Prerequisites and permissions
- Access to Activity, endpoint controls, and target controls.
- On-call ownership for affected endpoints.
Step-by-step workflow
1. Detect and declare
Trigger incident mode for patterns such as:
- Sustained
DELIVERY_FAILEDincrease. - Widespread auth/validation rejections.

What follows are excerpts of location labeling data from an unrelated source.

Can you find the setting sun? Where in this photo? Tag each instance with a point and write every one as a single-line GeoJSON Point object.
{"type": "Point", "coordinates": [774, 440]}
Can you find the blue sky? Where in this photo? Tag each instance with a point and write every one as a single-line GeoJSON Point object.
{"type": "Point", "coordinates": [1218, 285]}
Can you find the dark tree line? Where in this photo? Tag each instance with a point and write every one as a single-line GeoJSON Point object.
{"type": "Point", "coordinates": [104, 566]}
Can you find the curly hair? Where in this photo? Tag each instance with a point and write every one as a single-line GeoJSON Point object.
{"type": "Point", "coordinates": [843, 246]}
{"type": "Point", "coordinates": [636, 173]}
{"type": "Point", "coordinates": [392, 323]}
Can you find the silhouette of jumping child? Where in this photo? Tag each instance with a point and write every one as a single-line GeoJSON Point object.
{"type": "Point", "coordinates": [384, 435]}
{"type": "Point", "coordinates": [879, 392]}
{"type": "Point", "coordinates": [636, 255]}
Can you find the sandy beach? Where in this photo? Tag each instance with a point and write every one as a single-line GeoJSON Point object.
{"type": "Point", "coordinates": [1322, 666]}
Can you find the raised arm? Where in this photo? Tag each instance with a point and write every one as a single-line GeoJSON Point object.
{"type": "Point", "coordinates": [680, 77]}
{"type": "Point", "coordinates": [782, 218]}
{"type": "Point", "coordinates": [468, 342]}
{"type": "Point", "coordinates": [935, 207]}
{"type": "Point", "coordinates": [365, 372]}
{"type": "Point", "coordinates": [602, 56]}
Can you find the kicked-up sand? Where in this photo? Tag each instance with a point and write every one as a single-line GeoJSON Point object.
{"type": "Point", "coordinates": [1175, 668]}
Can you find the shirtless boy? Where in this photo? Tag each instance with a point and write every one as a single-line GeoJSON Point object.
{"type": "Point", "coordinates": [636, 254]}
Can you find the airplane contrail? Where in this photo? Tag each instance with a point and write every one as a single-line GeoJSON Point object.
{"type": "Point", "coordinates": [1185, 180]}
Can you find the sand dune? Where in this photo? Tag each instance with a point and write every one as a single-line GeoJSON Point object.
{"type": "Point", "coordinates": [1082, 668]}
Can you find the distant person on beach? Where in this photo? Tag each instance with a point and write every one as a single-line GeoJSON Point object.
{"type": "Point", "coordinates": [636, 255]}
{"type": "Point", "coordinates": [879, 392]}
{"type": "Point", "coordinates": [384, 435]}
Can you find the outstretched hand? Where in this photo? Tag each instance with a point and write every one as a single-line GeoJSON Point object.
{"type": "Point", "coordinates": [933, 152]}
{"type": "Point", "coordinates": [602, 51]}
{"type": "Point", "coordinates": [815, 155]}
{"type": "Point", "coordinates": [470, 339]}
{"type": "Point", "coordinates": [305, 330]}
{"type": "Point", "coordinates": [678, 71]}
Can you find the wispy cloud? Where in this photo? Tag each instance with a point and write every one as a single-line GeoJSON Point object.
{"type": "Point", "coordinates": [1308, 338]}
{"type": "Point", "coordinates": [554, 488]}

- Business-critical flow interruption.
Capture incident start time and affected endpoint IDs.
2. Scope impact
- Filter Activity to affected endpoints.
- Classify blast radius:
- Single endpoint
- Single provider/destination
- Multi-endpoint/systemic
- Estimate volume and customer impact.
3. Contain quickly
Prefer smallest safe change first:
- Disable problematic endpoint.
- Detach/fix failing target.
- Roll back recent config changes.
UI cue: endpoint enable toggle and target edit actions are the fastest containment tools.
4. Communicate updates
Share at minimum:
- What is failing (outcomes/endpoints)
- Mitigation in progress
- Next update time
For external help, open Support with timestamps, endpoint IDs, and error details.
5. Recover and verify
- Validate fix with controlled traffic.
- Confirm success outcomes recover.
- Keep elevated monitoring until stable.
6. Post-incident review
Document:
- Root cause
- Detection gap
- Recovery timeline
- Preventive actions and owners
Expected result and verification checks
- Impact is contained quickly.
- Delivery health returns to baseline.
- Follow-up actions are assigned.
Common issues and fixes
- Over-scoping: isolate by endpoint first.
- Early closure: require sustained healthy outcomes.
- Weak evidence: capture outcome/error snapshots before edits.